Chef May Chow became an instant success when she opened her first restaurant, Little Bao, in Hong Kong in 2013. Now with two Little Bao locations, Chow draws on her American upbringing and her Chinese heritage, dishing up Chinese burgers – steamed bao with fillings like Szechuan fried chicken and tempura fish.

In 2016, she added to her empire with the opening of gastropub Second Draft and again in 2017 with neo-Cantonese diner Happy Paradise. She was awarded Asia’s Best Female Chef, she’s fed the likes of Anthony Bourdain and we thought there was no one better to chat to about the burgeoning Hong Kong food and wine scene.

Tell us about the Hong Kong food and wine scene? How have you seen it change in the last five years?

The food scene has been evolving exponentially. I think it’s a combination of social media, ease of travel, locals who have been educated abroad returning home to Hong Kong and awards like Asia’s 50 Best, Michelin and local media. I see amazing collaborations and connectivity between local Chinese and international chefs. Restaurants are now globally competitive so you really see the jump in creativity, authenticity and overall quality as guests’ expectations are high. The international chefs have also really made Hong Kong their home and I see local French or Italian restaurants easily rivalling the best in France and Italy.

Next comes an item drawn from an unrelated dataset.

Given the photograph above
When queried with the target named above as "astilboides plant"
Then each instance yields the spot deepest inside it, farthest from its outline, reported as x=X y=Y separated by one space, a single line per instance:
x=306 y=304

Tell us about your cooking style?

My cooking style is constantly evolving but I can’t take credit for all the cooking. I feel like a curator. I have great chefs I work with and I have a vision for Chinese food and I study the culture, the cooking methods and monitor creative processes to create food.

What was it like to be awarded Asia’s Best Female Chef in 2017?

It definitely drew a lot of attention and it exposed me to another culinary world. I am thankful because I feel so connected to the international chef community and have also created more drive to do even more for not just women but for the local community as much as I can.

What’s next for you?

We continue to explore and showcase Chinese cuisine through my own perspective. We’ve been lucky to be finally recognised for our culinary efforts at Happy Paradise. We are excited for all the exciting projects ahead which involve exploring China and pushing the creativity level of Happy Paradise while sharing our Chinese culinary history and progression.

Where are your favourite places to eat in Hong Kong?

Xinrongji, The Chairman, Juxing Home, Belon, VEA (especially when chef Vicky Cheng cooks for me late at night).

Where are your favourite places to drink?

The Old Man – not bad that the number one bar in Asia is right across from my restaurant. My favourite is their clarified Bloody Mary with an oyster leaf. It’s so delicious.